Thyssenkrupp Nucera shares slump after sharp sales decline warning

Published 25/11/2025, 10:40
© Reuters

Investing.com -- Electrolyser maker Thyssenkrupp Nucera saw its shares fall sharply after it warned of a sharp sales decline for 2026, pointing to a tougher green-hydrogen backdrop and continued delays in large project commitments.

The company, majority-owned by Germany’s Thyssenkrupp, now expects revenue of 500 million to 600 million euros in the fiscal year that began in October, down as much as 41% from last year’s 845 million euros and well below the 757 million euros projected by LSEG.

"We would expect the share price to negatively react, even if the Buy side was probably forecasting lower earnings than the sell side," Kepler Cheuvreux analyst Kevin Roger commented.

Shares in the company were down 7.7% as of 09:37 GMT. 

“The situation on the market for green hydrogen became even more challenging in the reporting year,” CEO Werner Ponikwar said, adding that “restraint in final investment decisions continues” while the global economic environment has also weakened. “To bridge this phase, we have taken proactive measures,” he said, without providing details.

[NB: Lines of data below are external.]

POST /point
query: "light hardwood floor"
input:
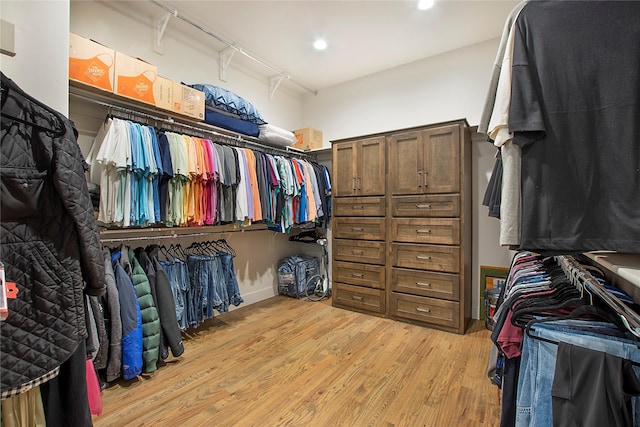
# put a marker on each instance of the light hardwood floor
(287, 362)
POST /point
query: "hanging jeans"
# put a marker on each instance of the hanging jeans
(178, 274)
(533, 400)
(205, 279)
(230, 279)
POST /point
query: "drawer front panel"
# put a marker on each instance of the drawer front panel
(443, 205)
(372, 300)
(428, 310)
(426, 257)
(358, 206)
(426, 283)
(371, 276)
(444, 231)
(359, 251)
(359, 228)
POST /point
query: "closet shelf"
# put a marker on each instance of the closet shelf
(137, 111)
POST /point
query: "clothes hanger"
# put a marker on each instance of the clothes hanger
(587, 312)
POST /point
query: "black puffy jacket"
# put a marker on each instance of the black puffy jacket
(49, 242)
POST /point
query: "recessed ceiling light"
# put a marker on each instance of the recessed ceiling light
(425, 4)
(320, 44)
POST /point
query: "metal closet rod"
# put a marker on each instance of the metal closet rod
(236, 140)
(172, 233)
(232, 46)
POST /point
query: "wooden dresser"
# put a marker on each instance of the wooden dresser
(402, 225)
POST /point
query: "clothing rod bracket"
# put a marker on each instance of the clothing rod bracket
(160, 28)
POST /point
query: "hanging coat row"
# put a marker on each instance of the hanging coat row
(152, 295)
(148, 177)
(546, 315)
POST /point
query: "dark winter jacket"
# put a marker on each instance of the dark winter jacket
(50, 245)
(131, 322)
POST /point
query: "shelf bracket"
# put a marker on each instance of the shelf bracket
(274, 82)
(160, 28)
(225, 60)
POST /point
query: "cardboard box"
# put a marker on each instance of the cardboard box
(134, 78)
(163, 93)
(307, 139)
(91, 63)
(188, 101)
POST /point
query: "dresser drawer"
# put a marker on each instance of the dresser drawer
(359, 251)
(426, 257)
(442, 205)
(371, 276)
(371, 300)
(359, 228)
(426, 283)
(444, 231)
(358, 206)
(424, 309)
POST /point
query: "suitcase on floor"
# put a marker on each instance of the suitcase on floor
(293, 274)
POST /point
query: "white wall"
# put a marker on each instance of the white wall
(445, 87)
(40, 66)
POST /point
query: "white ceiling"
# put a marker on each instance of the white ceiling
(364, 37)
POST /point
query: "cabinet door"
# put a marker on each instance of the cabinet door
(371, 167)
(441, 156)
(344, 169)
(405, 164)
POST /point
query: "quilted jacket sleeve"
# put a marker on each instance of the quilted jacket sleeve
(70, 183)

Operating profit is projected to range from a loss of up to 30 million euros to break-even in 2026, compared with a modest 2 million euros profit in 2025 and short of LSEG’s estimate of 9.3 million euros.

The company also released an update for its 2024/25 guidance, with preliminary figures. Order intake reached 345 million euros, with a backlog of 0.6 billion euros.

Full-year revenue is expected to come in slightly below guidance at 845 million euros, versus the 850 million to 920 million euro range previously indicated and below earlier expectations of 874 million euros. EBIT is seen at the top end of the target range at 2 million euros, coming in better than anticipated.

Nucera added that it “generated positive free cash flow and continues to finance itself from its operating activities.”